Wash. Post's Cohen repeated Bush falsehood in alleging ports deal xenophobia

In his column about the Dubai Ports World deal, in which the company is set to assume control of six major U.S. ports, Richard Cohen quoted President Bush making the false characterization of opposition to the deal: "[I]t's OK for a British company to manage some ports, but not OK for a company from a country that is a valuable ally in the war on terror." By quoting Bush without challenge, Cohen adopted the false premise at its heart: that the only difference between the British company and DPW is country of origin. In fact, DPW is owned by the government of Dubai, while the previous owner is not government-owned, a critical distinction as a matter of law.

In his February 28 column, Washington Post columnist Richard Cohen claimed that the controversy over the Bush administration's approval of a deal that will allow Dubai Ports World (DPW) -- a company owned by the government of Dubai -- to assume control of six major U.S. ports “is really about security anxiety and a dislike of things and people Arab.” In supporting his claim, Cohen praised President Bush for “refus[ing] to indulge anti-Arab sentiment over the Dubai ports deal,” and quoted Bush saying: “What I find interesting is that it's OK for a British company to manage some ports, but not OK for a company from a country that is a valuable ally in the war on terror.”

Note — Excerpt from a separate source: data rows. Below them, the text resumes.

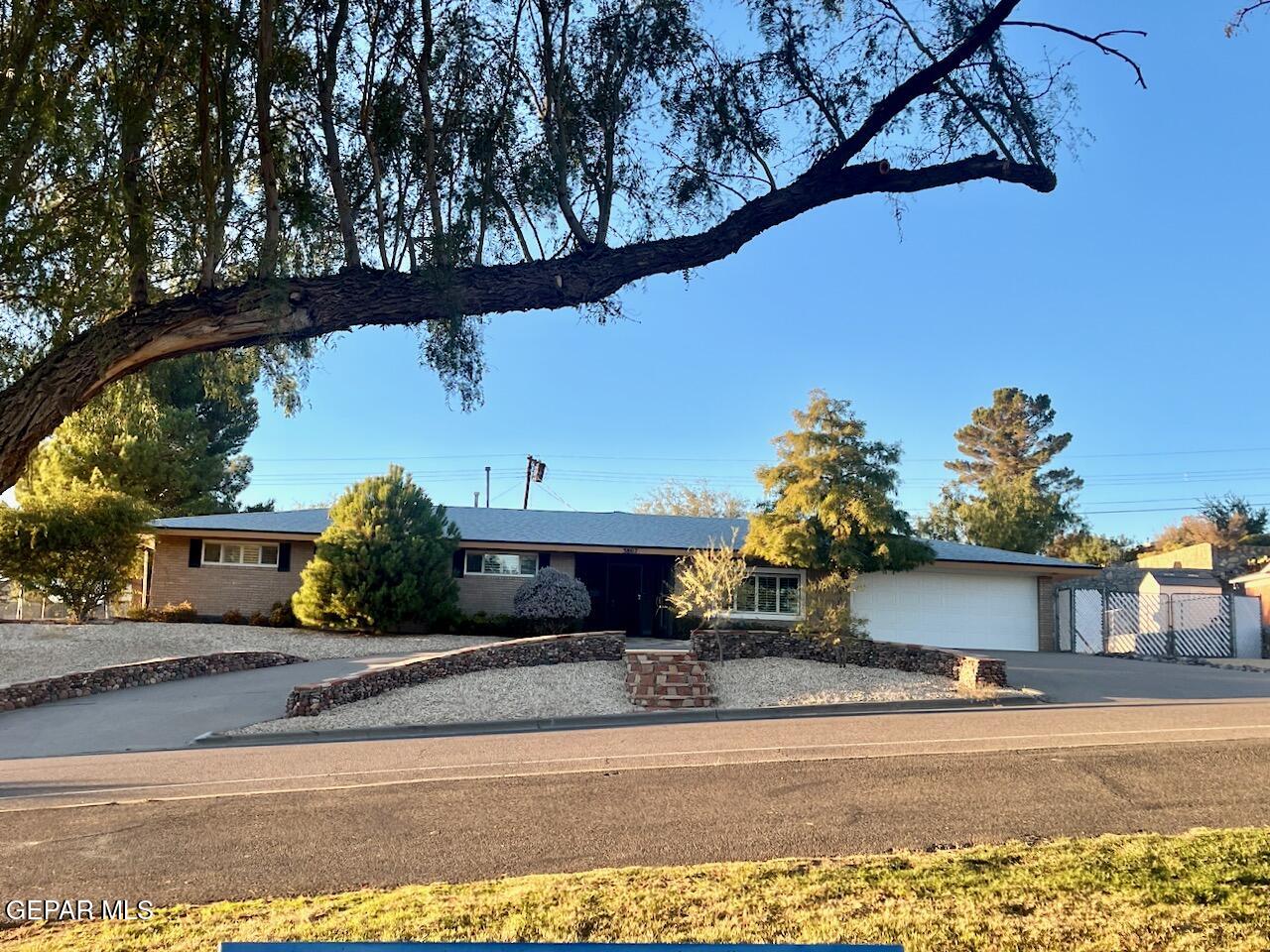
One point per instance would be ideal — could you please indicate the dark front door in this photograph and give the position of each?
(625, 593)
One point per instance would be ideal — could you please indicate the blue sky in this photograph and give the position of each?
(1135, 296)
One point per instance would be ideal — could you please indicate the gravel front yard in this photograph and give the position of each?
(598, 688)
(33, 651)
(545, 690)
(780, 682)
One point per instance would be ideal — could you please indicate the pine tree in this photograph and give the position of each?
(830, 498)
(386, 558)
(1003, 497)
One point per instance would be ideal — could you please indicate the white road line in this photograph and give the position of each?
(608, 765)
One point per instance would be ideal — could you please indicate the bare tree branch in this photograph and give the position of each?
(1093, 40)
(298, 308)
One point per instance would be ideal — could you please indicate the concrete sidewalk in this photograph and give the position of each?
(160, 716)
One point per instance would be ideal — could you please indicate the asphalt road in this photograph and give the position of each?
(169, 716)
(197, 825)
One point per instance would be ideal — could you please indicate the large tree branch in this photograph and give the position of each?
(298, 308)
(917, 85)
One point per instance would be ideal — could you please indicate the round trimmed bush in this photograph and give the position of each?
(553, 601)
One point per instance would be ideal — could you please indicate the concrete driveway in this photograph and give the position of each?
(1071, 678)
(162, 716)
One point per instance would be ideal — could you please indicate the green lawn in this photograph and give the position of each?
(1205, 890)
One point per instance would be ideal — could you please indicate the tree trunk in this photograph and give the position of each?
(264, 141)
(296, 308)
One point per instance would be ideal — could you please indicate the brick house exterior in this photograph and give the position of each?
(969, 597)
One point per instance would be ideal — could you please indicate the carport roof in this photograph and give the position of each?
(543, 527)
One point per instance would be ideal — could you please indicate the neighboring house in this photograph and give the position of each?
(969, 597)
(1223, 562)
(1256, 584)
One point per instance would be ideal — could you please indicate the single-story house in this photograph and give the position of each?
(969, 597)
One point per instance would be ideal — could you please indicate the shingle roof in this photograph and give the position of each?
(567, 529)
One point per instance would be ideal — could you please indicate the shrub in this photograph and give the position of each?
(492, 626)
(552, 601)
(826, 613)
(183, 612)
(282, 616)
(77, 544)
(385, 558)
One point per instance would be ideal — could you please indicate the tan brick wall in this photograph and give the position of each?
(492, 594)
(214, 589)
(1046, 613)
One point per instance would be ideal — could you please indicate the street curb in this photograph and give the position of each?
(590, 721)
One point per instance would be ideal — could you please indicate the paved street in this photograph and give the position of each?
(221, 823)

But in simply quoting Bush's statement, Cohen repeated its false premise: that there is no difference as a matter of law between DPW and the British company currently controlling the ports, Peninsular & Oriental Steam Navigation Co. (P&O), and therefore criticism of the administration's approval of the deal necessarily rests solely on DPW's country of origin. In fact, DPW is owned by the government of Dubai, a member state of the United Arab Emirates, whereas P&O, whose operations would be taken over by DPW, is not government-owned or -controlled. The distinction is critical as a matter of law, as Media Matters for America has noted.

In his February 28 column, Cohen wrote:

There are times when George Bush sorely disappoints. Just when you might expect him to issue a malapropian explanation, pander to his base or simply not have a clue about what he is talking about, he does something so right, so honest and, yes, so commendable, that -- as Arthur Miller put it in “Death of a Salesman” -- “attention must be paid.” Pay attention to how he has refused to indulge anti-Arab sentiment over the Dubai ports deal.

[...]

To overlook the xenophobic element in this controversy is to overlook the obvious. It is what propelled the squabble and what sustains it. Bush put his finger on it right away. “What I find interesting is that it's okay for a British company to manage some ports, but not okay for a company from a country that is a valuable ally in the war on terror,” he said last week. “The UAE has been a valuable partner in fighting the war on terror.” It is a long way from a terrorist haven.

[...]

We are in an odd era of symbolic news events. The Dick Cheney shooting was treated as if it were of cosmic political importance. Some pundits even called on the vice president to resign, while others merely saw everything the Bush administration had gotten wrong -- an almost inexhaustible list -- as distilled in a single bad shot and the resultant pout. Now it is the port controversy. But if the Cheney story was about everything else -- including, of course, the taciturn and slippery Cheney himself -- then this port controversy is really about security anxiety and a dislike of things and people Arab. The deal may not be perfect, but it is a long way from a Page One story.

Cohen quoted Bush speaking to reporters at a short February 23 press briefing. As Media Matters has noted, the distinction between companies owned or controlled by foreign governments and those that are not government-owned or -controlled has legal significance. A provision of the National Defense Authorization Act for Fiscal Year 1993 requires an additional 45-day investigation of foreign direct investment in the United States if “the acquirer is controlled by or acting on behalf of a foreign government” and the acquisition “could result in control of a person engaged in interstate commerce in the U.S. that could affect the national security of the U.S.” As critics of the deal have noted, the UAE was one of just three countries to recognize the Taliban-led government in Afghanistan prior to the September 11, 2001, terrorist attacks. Also, U.S. investigators have found that more than $120,000 was funneled through UAE bank accounts to the 9-11 hijackers, and the 9-11 Commission found that the UAE “ignored American pressure to clamp down on terror financing until after the attacks.” Sens. Hillary Rodham Clinton (D-NY) and Robert Menendez (D-NJ) have proposed legislation to “prohibit companies owned or controlled by foreign governments” -- not just companies controlled by Middle Eastern or Arab governments -- from operating U.S. ports.